I've recently implemented my own RBL, and while it seems to work well enough for me I'm looking forward to learn more about your new approach.
That will be interesting to read. AI based content analysis, hopefully?
That would be the dream but I can’t self host a LLM that would perform well enough or reach our scale at a reasonable overhead. It’s a series of efforts that combine into what I’m expecting to see received as one of the best filtering systems around, with content filters being the last line of defense.
I run rspamd on my mail server, and I'm continually frustrated about endless need to manually adjust it to block the newest wave of easily recognizable refund scam, phishing, or extortion campaigns. I'll be eager to see what you are doing, as I am on the verge of writing a whole new spam filter built around AI (not necessarily LLM) techniques.
RBL's can still be quite effective method to cut down the amount of spam but comes with the risks of losing legitimate mail if you use it to reject mail even when using the major/trusted ones, over the years I've seen ip's of major mostly legit senders be inboxes/transactional etc appearing in rbl even the more reputable ones.
LLM based one would be good to filter the phishing,SEO etc crap you receive from major free inbox where RBL would be useless since listing the IP would cause legitimate mail to get rejected.
Hopefully in the next few years LLM based ones make sense to deploy and cost effective enough to justify them for smaller providers.
It is really unfair how much Gmail makes independent email servers go through when they can't (or don't want to) block the firehose of spam that they originate. They don't do anything to prevent gmail accounts from sending the most blatant nigerian prince, refund scams, sextortion scams, etc.
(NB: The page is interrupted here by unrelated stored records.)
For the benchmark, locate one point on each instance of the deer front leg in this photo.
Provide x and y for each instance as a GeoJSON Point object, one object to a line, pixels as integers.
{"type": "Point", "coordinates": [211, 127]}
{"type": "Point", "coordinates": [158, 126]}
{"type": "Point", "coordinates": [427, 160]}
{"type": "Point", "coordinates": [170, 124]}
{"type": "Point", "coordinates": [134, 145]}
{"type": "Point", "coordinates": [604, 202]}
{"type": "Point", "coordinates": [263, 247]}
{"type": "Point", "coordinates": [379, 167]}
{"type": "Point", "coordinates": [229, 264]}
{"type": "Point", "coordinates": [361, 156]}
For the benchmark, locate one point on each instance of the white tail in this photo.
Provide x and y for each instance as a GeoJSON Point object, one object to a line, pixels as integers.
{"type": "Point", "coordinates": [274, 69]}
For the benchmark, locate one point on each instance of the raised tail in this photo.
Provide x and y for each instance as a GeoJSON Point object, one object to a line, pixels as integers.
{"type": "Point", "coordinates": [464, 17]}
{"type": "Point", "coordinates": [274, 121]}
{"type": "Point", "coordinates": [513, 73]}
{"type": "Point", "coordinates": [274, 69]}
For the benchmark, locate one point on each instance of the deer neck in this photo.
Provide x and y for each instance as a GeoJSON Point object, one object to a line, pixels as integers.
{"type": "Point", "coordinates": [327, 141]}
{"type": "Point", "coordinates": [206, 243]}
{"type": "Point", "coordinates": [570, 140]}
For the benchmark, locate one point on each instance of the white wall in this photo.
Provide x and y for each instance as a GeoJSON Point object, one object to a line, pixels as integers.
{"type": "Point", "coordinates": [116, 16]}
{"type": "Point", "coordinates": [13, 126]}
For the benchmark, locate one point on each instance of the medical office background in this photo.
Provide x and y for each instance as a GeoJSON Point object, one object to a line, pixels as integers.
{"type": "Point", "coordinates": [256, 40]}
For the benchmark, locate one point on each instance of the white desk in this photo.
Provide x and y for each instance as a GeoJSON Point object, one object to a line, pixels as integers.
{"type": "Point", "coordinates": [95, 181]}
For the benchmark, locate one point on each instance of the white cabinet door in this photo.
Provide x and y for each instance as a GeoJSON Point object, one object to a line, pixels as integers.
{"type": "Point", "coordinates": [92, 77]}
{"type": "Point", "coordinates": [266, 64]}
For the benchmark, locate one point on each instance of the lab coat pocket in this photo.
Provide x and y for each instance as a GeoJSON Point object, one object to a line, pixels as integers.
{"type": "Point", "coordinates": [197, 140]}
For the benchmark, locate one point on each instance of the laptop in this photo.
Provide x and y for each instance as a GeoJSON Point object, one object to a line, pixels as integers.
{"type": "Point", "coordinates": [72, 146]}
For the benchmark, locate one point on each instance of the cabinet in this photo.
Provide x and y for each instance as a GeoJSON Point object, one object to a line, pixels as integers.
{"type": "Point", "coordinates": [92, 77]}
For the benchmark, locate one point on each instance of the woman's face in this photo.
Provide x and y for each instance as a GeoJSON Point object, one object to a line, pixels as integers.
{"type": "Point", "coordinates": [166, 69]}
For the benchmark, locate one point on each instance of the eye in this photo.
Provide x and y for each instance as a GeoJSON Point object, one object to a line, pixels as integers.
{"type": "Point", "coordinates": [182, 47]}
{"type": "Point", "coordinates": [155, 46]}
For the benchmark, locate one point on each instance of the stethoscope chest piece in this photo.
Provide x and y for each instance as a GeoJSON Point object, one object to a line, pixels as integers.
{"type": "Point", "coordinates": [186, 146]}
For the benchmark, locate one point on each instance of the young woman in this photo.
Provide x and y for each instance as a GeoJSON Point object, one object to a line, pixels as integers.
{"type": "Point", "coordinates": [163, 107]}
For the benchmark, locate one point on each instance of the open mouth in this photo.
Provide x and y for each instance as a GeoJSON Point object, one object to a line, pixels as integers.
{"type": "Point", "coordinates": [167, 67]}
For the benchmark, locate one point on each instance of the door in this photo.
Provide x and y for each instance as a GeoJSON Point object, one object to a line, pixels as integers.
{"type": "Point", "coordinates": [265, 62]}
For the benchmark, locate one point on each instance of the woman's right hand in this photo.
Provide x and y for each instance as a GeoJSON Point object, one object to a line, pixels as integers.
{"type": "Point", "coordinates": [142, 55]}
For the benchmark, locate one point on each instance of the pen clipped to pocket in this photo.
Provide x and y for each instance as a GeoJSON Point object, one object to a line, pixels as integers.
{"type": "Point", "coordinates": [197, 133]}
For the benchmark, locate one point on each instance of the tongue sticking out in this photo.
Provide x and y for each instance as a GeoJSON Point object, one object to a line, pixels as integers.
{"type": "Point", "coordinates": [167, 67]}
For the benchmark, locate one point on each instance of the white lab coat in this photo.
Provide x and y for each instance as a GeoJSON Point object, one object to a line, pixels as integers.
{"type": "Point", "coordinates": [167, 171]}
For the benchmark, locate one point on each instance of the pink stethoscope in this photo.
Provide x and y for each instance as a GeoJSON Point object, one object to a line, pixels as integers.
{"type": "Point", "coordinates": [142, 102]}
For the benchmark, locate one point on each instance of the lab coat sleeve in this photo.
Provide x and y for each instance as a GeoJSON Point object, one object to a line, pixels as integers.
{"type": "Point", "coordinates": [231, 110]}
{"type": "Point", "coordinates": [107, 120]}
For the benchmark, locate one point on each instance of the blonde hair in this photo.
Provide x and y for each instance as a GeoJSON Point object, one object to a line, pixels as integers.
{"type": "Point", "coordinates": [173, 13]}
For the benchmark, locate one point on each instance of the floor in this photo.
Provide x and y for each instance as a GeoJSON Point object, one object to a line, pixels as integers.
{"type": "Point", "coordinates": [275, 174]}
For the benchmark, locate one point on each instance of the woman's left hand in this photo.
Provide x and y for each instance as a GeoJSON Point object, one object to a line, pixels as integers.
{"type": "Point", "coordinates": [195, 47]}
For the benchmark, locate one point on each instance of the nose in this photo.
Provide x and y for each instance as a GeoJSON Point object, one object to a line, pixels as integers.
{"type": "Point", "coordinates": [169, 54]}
Gmail is extremely frustrating to the rest of us and that perfectly describes it.
Never worked on spam classification but using LLMs for that is a bit of an overkill, isnt it?
I think it would be perfect because it would be better at learning and adapting quickly to the continual changes spammers are making to try to circumvent filters. But I would only feel comfortable with it if it were a locally running model connected via extremely low latency private network to the server. Huge bottleneck potential, and via API huge privacy violation.
Yeah I see your point, I meant using some custom word embeddings and some light classifiers would be probably much more efficient to train/infer and probably perform better.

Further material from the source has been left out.